John Donovan, an AT&T executive vice president, said this fall that while the company had bought additional spectrum rights and wanted still more, the immediate crisis had passed, and that half the new demand through 2015 would be handled by small cells. Such technologies have emerged far more strongly than anticipated. “If you looked a few years ago, you’d say we’d be out of spectrum by now,” says Vanu Bose, founder of Vanu, a wireless-communications company in Cambridge, Massachusetts. Bose, along with Reed, was a technical advisor on the White House report. “There are lots of ways to satisfy the demand,” he says. “Adding spectrum [for commercial services] is certainly one of them, and so are small cells, alternative offloading technologies, and innovations we haven’t even conceived of yet.”
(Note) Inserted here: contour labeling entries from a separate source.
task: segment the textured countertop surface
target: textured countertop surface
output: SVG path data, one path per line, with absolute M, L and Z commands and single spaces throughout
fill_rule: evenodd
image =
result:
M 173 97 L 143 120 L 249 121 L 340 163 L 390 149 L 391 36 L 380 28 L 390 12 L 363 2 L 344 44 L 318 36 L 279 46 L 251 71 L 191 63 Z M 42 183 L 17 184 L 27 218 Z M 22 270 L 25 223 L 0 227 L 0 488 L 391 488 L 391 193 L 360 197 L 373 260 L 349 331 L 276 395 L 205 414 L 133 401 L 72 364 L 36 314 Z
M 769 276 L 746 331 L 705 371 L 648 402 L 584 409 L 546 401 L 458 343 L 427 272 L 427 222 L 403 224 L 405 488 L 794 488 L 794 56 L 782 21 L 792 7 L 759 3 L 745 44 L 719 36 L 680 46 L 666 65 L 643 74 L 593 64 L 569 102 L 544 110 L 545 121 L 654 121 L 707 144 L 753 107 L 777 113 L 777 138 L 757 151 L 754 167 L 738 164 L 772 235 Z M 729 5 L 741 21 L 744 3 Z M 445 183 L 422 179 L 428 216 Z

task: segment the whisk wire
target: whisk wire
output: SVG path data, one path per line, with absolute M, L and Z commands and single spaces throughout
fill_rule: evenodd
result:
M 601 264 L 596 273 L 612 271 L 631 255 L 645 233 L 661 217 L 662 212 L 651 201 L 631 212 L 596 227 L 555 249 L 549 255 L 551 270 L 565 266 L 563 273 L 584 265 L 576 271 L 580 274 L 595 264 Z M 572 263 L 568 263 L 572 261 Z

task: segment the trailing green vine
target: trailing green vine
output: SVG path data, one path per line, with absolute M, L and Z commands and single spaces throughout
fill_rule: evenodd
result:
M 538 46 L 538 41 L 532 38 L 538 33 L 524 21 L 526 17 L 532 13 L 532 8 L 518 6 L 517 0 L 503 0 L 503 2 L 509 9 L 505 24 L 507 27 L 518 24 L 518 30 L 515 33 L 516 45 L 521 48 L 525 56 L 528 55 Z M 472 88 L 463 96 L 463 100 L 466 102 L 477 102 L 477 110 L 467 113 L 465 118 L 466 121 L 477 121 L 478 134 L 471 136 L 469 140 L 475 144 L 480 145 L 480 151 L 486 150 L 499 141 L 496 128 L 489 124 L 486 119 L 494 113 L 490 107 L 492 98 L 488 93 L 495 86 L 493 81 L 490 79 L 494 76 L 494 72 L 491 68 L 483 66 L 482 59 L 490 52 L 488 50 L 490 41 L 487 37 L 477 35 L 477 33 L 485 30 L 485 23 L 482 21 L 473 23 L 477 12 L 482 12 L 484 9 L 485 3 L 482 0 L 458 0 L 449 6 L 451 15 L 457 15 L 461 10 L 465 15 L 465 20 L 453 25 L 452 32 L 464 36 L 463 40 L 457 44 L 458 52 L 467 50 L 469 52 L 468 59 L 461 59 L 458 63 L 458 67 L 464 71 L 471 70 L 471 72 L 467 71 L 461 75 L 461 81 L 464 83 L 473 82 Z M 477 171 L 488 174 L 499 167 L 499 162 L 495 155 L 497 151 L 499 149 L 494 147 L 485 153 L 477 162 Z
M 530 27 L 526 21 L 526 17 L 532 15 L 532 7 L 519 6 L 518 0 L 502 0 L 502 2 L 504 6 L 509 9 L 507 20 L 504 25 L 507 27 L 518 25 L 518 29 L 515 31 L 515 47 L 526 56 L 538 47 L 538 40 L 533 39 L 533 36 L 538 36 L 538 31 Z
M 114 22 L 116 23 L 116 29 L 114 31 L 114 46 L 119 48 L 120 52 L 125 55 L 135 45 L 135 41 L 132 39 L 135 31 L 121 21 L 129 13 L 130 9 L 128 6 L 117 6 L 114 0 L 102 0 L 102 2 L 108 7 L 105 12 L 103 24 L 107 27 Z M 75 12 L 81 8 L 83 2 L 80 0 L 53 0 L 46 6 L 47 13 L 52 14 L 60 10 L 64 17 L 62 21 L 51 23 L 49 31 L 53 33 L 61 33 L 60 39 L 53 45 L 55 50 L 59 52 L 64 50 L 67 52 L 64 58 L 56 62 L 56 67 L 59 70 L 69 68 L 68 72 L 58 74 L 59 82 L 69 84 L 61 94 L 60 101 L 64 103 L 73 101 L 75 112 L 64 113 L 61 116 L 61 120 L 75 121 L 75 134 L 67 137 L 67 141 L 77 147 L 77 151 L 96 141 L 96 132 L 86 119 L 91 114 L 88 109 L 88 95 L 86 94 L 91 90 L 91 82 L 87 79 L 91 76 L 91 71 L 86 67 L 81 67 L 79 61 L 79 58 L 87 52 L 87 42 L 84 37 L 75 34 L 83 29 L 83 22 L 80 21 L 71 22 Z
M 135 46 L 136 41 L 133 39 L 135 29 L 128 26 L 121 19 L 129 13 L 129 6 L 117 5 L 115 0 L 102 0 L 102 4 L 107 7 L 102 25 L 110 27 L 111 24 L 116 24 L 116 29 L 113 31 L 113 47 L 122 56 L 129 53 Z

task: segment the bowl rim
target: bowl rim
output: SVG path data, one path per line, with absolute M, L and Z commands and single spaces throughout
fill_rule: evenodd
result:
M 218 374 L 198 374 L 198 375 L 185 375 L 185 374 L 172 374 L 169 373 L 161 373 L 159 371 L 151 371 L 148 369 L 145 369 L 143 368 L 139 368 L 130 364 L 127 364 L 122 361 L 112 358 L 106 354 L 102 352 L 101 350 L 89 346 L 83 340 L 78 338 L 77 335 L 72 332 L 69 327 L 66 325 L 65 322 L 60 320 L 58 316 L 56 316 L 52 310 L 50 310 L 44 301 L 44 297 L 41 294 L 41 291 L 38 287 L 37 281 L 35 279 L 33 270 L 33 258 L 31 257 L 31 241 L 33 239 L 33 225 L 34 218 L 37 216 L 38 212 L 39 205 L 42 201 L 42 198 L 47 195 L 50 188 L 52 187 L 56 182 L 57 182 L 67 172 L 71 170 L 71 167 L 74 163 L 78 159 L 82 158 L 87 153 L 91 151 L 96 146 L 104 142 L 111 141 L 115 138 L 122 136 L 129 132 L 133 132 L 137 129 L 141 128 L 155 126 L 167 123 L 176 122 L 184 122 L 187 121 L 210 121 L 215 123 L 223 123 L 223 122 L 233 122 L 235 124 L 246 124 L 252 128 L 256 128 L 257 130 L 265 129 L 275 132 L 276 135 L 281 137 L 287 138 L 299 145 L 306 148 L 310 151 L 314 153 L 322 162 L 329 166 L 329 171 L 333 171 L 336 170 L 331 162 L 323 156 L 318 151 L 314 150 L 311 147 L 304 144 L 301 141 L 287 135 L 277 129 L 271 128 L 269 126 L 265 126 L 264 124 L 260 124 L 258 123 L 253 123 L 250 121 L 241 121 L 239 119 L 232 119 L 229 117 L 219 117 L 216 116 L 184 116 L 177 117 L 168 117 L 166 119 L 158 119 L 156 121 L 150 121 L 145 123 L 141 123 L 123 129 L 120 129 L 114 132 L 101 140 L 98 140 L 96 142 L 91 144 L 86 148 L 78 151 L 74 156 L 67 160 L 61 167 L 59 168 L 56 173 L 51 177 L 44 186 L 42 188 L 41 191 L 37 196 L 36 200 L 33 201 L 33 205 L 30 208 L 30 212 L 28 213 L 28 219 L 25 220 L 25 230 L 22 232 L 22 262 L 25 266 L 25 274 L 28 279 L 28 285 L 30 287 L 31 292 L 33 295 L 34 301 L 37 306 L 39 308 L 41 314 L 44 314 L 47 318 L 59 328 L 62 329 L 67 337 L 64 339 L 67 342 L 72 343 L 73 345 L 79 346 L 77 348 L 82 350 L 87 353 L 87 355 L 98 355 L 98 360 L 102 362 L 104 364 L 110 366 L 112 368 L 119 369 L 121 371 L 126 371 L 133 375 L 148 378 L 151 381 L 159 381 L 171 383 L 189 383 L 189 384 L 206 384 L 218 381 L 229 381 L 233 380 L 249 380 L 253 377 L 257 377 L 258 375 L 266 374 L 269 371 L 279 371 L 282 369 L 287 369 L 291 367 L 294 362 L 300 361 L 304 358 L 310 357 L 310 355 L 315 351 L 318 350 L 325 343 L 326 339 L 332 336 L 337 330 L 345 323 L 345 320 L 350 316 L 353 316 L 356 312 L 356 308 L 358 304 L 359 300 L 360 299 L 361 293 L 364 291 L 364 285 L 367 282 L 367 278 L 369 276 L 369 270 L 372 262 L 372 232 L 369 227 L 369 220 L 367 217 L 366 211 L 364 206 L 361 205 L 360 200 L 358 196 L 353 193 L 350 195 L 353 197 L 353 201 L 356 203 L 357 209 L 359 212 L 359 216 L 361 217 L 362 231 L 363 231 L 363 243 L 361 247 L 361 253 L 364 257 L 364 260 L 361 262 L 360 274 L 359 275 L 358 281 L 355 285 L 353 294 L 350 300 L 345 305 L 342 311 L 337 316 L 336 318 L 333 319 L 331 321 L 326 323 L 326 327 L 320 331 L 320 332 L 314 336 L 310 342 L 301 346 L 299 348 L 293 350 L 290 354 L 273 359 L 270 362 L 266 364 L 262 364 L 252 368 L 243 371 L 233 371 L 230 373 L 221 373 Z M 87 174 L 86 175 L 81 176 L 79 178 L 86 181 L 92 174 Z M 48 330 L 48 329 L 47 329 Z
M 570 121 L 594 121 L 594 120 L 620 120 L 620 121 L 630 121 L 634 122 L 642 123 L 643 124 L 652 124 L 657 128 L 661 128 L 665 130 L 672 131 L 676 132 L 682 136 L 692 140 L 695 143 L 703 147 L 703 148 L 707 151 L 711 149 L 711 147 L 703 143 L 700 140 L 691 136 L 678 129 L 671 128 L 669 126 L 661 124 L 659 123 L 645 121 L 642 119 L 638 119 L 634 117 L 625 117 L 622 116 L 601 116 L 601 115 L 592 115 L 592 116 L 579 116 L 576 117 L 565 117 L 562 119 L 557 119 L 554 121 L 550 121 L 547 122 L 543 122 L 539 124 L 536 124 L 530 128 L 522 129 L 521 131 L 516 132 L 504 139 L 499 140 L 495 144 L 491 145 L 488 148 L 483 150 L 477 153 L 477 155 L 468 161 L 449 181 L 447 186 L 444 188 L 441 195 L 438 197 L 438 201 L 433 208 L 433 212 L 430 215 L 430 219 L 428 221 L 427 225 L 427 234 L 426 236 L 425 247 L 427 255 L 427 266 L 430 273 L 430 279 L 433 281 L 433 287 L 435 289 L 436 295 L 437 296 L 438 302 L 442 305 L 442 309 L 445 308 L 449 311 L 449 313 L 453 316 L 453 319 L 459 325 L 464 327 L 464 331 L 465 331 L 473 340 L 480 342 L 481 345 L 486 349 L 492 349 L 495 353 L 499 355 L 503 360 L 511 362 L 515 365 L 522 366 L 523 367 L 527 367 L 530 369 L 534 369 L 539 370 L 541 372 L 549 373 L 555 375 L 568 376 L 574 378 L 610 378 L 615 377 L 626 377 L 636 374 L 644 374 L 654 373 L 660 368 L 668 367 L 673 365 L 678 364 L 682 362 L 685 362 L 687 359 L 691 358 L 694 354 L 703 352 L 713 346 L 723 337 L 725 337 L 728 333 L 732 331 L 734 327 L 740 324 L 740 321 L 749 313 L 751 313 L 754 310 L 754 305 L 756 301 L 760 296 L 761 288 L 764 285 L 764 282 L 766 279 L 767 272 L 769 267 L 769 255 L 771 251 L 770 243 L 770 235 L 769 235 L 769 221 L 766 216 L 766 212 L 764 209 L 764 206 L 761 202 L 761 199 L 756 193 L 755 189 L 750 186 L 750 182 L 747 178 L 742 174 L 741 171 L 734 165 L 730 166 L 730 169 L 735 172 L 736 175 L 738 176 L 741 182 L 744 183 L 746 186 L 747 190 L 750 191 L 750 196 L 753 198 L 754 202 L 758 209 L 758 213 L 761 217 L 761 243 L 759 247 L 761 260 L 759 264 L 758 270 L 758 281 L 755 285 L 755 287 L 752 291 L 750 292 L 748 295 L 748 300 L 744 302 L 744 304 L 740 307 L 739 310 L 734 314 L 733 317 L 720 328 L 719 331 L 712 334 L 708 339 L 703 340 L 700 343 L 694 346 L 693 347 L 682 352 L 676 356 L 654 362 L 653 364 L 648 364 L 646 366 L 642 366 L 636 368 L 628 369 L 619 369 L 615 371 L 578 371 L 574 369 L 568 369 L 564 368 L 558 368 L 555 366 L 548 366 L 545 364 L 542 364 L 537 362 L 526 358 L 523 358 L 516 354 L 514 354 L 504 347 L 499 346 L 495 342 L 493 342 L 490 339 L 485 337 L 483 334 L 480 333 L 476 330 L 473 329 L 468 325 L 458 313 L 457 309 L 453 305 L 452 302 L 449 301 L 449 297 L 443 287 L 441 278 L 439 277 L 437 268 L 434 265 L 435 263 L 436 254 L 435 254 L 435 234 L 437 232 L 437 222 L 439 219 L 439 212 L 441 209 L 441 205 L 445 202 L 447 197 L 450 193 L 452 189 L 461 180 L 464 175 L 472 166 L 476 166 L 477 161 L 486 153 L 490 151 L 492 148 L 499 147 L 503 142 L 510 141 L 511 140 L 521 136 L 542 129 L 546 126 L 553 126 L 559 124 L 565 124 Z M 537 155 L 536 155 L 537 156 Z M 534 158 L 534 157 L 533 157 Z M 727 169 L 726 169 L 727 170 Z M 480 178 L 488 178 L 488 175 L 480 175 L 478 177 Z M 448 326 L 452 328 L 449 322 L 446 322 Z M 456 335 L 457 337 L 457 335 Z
Eventually, new technologies might free up airwaves by making wireless data transfers happen much more quickly. For example, MIT researchers have shown it’s possible to reduce the amount of back-and-forth communication required to deal with dropped packets of data. While the technique may be a few years from being widely implemented, lab demonstrations show that it could increase capacity tenfold. That means you could download your video 10 times faster than you do now, freeing the network that much sooner for someone else to use.
So can new technology stave off a spectrum shortage forever? Perhaps not, but Microsoft’s Tennenhouse says that decades of research advances are waiting to be applied to the problem: “Right now, we have a 15- to 20-year backlog of new technologies and architectures … which can take us a long way into the future.”
This story was updated on January 2, 2013.